Toch’ semblait soudain inquiet. Yvonig détourna le regard et haussa les épaules.

  « Certainement l’église du port.

  _ Non… Non… Le vent souffle de l’Ouest, on ne pourrait pas l’entendre d’ici. On aurait dit que cela venait… Directement des fonds marins… Tu connais l’histoire… On dit qu’il est parfois possible d’entendre les cloches de la ville d’Ys…

  _ Mais elle n’est qu’une légende…

  _ Je le sais bien mais ça fout les jetons ! Bref… Tu veux que je te récupère ce soir ?

  _ Non c’est gentil. Je vais longer le sentier côtier, on n’est pas bien loin du bourg. On se retrouve à l’auberge dans la soirée.

  _ Comme tu voudras ! A ce soir ! »

 Yvonig se sépara du pêcheur et s’engagea sur un sentier boueux sillonnant entre les bruyères et les ajoncs. La pluie avait cessé depuis leur départ du Yeun Elez mais le ciel restait chargé et menaçant. Le garçon pressa le pas car il souhaitait faire son repérage rapidement avant de pouvoir rejoindre le confort d’une auberge. Car c’est de cela qu’il s’agissait… Trouver, de jour, la voie qu’il devrait emprunter à la nuit tombée.

 Il se savait proche. La cloche en était la preuve. Il pesta en y repensant… Il n’avait pas songé une seule seconde que sa présence pourrait permettre à Toch’ d’entendre l’angelus. Il devrait être prudent à l’avenir…

 Il rejoignit le bord de mer par le sentier et déboucha sur les rochers où des monceaux d’écume venaient se fracasser. La mer était agitée. Trop agitée. Comment pourrait-il atteindre Ys avec ce va-et-vient continuel et violent ? Il ne restait plus qu’à espérer qu’avec la marée basse les eaux se calment un peu.
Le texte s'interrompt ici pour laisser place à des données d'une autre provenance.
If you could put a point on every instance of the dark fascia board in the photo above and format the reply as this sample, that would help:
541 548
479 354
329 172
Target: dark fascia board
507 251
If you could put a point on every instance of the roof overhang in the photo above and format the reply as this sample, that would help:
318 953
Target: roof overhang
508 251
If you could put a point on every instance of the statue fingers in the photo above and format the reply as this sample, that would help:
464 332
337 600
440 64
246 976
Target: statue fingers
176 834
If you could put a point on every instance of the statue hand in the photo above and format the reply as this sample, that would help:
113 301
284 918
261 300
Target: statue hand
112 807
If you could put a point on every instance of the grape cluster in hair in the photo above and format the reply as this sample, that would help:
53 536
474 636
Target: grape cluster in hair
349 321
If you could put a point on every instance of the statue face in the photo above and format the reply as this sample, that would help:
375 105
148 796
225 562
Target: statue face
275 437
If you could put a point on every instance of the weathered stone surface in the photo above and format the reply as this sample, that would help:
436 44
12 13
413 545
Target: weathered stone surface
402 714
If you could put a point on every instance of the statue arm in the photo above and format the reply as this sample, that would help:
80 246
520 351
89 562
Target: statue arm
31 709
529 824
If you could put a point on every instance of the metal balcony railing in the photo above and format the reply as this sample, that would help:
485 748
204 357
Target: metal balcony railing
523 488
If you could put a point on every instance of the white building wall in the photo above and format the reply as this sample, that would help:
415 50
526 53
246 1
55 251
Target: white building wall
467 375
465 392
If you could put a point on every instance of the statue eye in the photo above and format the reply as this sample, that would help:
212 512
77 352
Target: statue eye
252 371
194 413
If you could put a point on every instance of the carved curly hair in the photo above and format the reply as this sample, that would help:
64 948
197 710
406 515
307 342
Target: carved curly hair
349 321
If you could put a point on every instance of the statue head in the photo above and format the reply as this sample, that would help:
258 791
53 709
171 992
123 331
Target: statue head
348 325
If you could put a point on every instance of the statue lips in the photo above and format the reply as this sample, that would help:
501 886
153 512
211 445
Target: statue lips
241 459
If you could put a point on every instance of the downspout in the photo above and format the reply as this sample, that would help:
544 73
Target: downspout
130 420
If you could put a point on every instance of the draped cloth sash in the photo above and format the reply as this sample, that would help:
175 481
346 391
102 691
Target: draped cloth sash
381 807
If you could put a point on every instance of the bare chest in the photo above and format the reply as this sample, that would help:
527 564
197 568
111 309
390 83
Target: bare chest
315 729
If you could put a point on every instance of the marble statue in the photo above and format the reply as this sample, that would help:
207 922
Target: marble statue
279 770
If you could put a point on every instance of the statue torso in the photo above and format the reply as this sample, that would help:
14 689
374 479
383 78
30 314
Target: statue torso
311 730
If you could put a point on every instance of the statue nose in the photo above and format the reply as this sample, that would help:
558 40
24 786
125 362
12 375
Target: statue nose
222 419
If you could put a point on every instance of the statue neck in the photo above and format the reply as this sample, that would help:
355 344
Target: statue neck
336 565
En attendant il observa les roches avec attention. Il lui fallait trouver l’entrée, le commencement. Il parcourut plusieurs centaines de mètres de côte, faisant des aller-retours dans les rochers, faisant glisser ses doigts sur certaines pierres, avant de déceler un signe.

 Dans l’anfractuosité d’un roc ses doigts rencontrèrent une forme qui n’avait rien de naturel. La pierre avait été creusée, sculptée, polie. Il s’agenouilla pour regarder dans la fissure et y découvrit un personnage féminin stylisé. Deux yeux et un nez au-dessus de cercles concentriques ainsi que deux disques pour figurer la poitrine. Une représentation épurée de la Déesse-Mère. Il était au bon endroit. Il se tourna alors face à la mer, ferma les yeux et inspira profondément. Il resta ainsi quelques secondes, écoutant le roulis des vagues contre la côte, le vent soufflant dans les buissons de pruneliers, le cri de quelque goéland de passage…

 Lorsqu’il rouvrit les yeux, il n’eut aucun mal à repérer les marches grossièrement taillées à même la roche. Un escalier se dessinait… et plongeait directement dans les flots tumultueux. Yvonig soupira. Il lui faudrait, le soir venu, affronter le ressac, l’humidité et le froid afin de descendre, marche après marche, jusqu’à sa destination.

 Pour l’heure, il lui fallait surtout une journée de repos et un repas chaud. Il remonta donc jusqu’au sentier côtier, autrefois usité par les douaniers, et l’emprunta en direction du port.